Never think, “I’m probably not really aromantic, because I’m not as completely aromantic as that person.”
Never think, “I’m probably not really asexual, because I’m not as completely asexual as that person.”
People like me are over-represented on the aromantic and asexual spectra, because we have the time and social appetite to be more visible. It can give the misleading impression that we represent what aromanticism, asexuality, or aromantic asexuality look like.
I was in the middle of writing a 1,500 word essay complete with scatter graphs and shit, but this was important, so for now I’ll just say it, and prove it later, because I think you know this is true, or at least probable:
There are a lot of people who feel like they experience a little less romantic or sexual attraction than other people do, but who still have found a way to make a relationship work.
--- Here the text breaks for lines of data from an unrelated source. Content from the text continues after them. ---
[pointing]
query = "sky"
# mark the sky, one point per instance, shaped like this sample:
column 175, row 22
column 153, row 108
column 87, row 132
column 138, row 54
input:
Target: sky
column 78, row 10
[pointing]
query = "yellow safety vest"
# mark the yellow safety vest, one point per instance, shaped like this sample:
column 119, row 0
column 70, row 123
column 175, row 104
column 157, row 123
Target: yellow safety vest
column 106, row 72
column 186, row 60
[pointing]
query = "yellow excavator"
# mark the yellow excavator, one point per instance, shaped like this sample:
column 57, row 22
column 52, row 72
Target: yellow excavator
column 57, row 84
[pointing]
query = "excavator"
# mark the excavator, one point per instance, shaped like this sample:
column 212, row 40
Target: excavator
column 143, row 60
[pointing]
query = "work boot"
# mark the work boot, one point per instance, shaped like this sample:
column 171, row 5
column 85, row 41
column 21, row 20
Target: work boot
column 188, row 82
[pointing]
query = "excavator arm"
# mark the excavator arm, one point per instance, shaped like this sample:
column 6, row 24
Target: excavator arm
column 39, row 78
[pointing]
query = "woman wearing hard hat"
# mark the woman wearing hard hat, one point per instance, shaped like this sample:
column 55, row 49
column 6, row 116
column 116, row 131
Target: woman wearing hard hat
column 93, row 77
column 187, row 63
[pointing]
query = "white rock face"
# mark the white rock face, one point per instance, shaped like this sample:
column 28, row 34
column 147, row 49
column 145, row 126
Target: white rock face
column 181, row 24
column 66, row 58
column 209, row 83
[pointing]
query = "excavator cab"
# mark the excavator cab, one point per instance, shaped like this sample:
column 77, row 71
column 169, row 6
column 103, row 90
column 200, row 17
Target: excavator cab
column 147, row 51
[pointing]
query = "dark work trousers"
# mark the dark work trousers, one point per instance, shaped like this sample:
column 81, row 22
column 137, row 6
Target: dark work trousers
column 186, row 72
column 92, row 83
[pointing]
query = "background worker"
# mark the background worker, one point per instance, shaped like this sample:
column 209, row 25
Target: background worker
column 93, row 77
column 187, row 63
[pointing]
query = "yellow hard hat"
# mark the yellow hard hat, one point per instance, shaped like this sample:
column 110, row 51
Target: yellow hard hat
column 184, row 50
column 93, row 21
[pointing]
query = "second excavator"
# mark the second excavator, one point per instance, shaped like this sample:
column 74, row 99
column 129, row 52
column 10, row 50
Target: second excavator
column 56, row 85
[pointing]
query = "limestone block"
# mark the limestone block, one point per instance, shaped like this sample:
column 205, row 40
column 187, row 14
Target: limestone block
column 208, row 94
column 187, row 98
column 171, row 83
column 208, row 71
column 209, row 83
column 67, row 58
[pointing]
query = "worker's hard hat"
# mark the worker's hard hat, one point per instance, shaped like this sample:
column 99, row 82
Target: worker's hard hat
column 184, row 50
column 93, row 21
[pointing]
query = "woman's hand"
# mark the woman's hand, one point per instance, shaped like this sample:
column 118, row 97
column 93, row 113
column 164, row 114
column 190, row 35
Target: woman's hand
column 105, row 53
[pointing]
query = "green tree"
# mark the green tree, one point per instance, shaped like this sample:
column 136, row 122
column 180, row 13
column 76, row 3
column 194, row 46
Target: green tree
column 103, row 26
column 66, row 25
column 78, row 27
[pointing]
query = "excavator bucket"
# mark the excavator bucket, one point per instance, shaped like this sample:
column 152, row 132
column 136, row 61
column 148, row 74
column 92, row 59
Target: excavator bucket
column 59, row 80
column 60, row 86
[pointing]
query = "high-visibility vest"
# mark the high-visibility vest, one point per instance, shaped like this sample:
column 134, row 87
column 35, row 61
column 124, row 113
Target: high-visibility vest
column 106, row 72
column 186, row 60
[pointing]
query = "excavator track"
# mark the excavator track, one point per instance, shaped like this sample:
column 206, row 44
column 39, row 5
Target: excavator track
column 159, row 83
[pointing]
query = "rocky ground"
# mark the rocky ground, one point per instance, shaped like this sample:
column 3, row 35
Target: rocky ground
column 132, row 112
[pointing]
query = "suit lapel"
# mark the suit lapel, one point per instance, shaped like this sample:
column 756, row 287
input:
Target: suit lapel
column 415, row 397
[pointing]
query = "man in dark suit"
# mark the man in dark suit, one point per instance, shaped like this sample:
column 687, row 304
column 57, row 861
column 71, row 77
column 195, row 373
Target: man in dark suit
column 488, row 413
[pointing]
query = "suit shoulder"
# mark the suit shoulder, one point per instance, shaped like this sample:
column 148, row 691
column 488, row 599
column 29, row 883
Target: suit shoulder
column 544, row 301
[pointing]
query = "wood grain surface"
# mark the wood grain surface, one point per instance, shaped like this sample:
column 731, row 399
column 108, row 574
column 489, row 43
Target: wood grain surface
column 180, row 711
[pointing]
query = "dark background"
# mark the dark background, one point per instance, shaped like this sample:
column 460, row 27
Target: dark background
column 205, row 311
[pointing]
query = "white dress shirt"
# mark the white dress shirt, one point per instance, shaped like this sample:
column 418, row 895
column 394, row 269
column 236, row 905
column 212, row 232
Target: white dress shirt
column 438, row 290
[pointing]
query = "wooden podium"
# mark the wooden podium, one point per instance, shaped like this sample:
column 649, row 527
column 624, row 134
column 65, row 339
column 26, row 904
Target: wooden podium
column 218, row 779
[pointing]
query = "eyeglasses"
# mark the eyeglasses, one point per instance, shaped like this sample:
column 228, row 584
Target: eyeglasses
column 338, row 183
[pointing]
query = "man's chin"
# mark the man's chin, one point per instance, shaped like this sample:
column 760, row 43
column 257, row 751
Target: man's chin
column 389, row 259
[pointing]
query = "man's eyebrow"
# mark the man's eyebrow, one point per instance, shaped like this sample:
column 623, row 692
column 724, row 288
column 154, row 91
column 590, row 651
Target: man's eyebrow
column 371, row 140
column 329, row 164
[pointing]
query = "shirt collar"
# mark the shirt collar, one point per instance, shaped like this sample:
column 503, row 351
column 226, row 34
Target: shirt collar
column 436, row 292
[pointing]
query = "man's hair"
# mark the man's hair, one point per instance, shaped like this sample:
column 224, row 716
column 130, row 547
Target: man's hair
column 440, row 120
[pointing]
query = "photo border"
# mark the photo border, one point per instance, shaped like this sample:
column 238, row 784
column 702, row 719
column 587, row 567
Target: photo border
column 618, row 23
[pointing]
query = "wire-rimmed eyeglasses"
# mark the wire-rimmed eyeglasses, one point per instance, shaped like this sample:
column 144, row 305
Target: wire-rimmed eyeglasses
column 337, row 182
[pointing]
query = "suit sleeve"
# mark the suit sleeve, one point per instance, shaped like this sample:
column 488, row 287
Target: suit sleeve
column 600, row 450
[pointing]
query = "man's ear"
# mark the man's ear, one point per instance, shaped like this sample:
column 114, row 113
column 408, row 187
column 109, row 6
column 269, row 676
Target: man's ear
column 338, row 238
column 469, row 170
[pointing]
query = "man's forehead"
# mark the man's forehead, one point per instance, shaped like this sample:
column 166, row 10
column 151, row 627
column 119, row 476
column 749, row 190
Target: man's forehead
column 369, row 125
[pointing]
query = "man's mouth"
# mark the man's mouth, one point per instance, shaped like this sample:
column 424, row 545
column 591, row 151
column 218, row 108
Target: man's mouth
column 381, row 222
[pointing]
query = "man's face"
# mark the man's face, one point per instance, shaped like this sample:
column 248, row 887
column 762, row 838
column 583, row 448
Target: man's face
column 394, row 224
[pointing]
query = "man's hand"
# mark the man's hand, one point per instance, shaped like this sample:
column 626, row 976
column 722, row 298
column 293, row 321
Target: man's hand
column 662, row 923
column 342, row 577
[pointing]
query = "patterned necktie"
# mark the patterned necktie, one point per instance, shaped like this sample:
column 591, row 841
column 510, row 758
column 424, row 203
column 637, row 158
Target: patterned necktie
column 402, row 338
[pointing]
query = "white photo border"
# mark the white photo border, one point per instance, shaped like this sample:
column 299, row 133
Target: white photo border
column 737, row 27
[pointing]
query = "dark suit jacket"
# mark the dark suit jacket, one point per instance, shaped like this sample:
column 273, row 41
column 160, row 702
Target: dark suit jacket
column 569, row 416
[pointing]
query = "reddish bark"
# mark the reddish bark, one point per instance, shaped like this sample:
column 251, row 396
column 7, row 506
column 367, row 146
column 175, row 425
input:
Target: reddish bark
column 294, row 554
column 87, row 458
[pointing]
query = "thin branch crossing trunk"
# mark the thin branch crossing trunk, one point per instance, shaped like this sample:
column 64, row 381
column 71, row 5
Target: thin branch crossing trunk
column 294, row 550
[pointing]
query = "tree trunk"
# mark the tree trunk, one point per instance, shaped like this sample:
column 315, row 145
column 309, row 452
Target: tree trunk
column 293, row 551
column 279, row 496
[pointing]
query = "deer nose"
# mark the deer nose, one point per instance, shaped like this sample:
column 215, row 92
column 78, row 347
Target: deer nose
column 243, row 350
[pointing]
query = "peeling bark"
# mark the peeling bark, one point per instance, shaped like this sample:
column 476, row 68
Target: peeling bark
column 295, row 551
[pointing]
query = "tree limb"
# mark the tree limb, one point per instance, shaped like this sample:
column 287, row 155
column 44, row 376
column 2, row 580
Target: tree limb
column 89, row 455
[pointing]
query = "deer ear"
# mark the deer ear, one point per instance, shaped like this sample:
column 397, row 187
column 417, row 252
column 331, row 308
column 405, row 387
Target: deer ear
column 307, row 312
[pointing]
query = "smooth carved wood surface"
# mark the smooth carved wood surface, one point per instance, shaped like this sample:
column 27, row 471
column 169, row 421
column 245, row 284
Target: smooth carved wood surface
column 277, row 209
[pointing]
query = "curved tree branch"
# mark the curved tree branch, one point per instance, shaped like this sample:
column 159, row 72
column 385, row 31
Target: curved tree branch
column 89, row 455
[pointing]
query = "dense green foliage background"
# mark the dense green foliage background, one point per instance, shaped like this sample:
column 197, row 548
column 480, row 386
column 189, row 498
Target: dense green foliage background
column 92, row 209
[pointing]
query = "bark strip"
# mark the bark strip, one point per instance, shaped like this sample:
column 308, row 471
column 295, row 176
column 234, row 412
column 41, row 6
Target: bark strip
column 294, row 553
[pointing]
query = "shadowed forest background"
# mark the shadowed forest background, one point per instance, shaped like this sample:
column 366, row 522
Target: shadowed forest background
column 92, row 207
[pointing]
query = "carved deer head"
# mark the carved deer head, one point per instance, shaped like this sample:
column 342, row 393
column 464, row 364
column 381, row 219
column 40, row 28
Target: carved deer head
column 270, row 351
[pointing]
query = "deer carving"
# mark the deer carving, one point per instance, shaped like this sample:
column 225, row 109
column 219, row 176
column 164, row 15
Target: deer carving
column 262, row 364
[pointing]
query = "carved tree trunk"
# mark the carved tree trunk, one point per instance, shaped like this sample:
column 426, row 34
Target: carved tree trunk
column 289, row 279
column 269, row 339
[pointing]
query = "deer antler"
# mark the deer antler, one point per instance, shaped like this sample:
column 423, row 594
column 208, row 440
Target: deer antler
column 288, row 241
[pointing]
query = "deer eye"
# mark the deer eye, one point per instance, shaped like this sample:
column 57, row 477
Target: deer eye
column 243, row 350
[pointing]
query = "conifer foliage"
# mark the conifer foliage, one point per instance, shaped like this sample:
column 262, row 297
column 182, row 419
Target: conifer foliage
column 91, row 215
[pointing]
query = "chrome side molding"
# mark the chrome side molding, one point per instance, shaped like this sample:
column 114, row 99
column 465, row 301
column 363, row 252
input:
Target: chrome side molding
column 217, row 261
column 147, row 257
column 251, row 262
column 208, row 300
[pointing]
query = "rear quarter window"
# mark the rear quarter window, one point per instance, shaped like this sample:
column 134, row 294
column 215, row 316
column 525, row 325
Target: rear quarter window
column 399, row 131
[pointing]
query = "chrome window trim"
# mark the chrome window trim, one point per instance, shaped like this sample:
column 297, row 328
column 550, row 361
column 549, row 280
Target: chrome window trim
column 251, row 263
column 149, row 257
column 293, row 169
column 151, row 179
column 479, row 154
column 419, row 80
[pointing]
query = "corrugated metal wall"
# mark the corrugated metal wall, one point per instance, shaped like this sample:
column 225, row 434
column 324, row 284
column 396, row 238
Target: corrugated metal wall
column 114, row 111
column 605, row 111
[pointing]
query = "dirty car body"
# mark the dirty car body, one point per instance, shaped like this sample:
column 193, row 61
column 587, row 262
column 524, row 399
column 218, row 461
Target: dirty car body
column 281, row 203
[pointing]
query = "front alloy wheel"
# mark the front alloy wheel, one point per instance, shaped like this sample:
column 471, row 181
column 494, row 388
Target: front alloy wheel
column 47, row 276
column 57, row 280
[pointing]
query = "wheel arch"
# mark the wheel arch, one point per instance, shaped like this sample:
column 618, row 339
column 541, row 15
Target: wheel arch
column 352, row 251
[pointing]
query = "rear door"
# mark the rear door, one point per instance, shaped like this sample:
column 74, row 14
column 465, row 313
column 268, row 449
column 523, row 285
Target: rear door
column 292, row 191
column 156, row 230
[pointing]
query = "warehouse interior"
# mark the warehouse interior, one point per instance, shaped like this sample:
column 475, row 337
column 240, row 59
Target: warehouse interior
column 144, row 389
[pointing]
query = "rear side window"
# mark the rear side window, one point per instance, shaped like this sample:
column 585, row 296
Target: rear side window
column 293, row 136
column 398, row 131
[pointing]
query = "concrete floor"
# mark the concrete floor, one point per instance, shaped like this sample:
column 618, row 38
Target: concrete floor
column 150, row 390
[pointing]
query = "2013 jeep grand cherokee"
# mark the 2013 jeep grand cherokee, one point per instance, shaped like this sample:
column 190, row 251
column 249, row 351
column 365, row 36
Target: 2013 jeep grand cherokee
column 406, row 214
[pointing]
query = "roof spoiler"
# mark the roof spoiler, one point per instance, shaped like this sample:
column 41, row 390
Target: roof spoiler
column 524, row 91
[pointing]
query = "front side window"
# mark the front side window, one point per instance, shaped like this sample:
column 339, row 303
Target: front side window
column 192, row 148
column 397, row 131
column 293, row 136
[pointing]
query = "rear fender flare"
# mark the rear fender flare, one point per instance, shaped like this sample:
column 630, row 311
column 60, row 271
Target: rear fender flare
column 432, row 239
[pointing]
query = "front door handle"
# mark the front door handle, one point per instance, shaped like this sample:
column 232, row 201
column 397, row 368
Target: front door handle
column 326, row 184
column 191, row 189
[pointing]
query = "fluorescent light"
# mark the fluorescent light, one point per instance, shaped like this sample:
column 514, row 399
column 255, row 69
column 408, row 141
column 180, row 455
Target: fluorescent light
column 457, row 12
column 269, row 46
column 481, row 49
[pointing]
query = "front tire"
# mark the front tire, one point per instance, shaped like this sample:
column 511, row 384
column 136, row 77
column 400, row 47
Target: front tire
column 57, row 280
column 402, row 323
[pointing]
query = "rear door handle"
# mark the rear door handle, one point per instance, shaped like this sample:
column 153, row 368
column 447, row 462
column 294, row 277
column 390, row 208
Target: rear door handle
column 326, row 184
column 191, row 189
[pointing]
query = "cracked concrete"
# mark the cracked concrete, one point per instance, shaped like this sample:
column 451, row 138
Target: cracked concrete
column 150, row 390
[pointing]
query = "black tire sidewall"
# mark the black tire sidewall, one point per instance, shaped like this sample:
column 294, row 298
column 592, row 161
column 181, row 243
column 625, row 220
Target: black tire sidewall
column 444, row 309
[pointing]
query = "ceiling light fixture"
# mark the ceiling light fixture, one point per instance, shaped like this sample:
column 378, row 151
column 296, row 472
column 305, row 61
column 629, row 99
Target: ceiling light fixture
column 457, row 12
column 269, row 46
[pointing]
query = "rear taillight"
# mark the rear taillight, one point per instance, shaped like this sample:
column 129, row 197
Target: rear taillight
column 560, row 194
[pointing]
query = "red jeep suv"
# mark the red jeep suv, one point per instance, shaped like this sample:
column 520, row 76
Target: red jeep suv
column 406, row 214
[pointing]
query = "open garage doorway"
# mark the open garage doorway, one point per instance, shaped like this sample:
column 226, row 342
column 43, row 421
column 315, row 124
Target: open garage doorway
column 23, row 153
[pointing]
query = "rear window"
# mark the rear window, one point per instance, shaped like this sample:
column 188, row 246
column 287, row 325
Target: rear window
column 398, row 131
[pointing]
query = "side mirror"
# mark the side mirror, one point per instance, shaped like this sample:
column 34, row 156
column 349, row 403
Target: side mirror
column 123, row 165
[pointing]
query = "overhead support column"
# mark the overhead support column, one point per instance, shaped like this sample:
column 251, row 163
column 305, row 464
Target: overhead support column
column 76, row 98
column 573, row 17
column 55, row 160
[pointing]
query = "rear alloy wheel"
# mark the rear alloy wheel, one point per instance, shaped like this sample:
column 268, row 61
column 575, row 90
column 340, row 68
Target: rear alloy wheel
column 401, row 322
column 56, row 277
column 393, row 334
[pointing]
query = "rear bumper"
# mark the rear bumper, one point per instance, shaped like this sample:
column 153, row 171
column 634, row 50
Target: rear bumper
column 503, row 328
Many of them will never even hear about aromanticism or asexuality, and if they do they’ll think it must apply to someone other than them, because they’re with someone. Their “invisibility” (by way of not self-identifying as aspec) means their ends of the asexual and aromantic spectra are underrepresented or even erased.
1 2 3 4 5 6 7 8 9 10
On this scale, 5 and 6 are safely in the middle of the purple numbers.
1 2 3 4 5 6 7 8 9 10
On this scale, where 1-4 have excluded themselves, 5 and 6 are on the edge of the purple numbers.
The under representation or erasure of non-self-identifying aromantic and asexuals means you might feel like more of an edge-case or an outlier than you are, because it’s the real edge-cases and outliers—the very asexual or very aromantic—who generate most of the written discourse about aromanticism or asexuality, because we have more time to, and we have a stronger motivation to connect with others like us.
But you belong here. You’re probably the invisible majority of us, and have a lot to teach us about your far-more-complicated end of our spectra.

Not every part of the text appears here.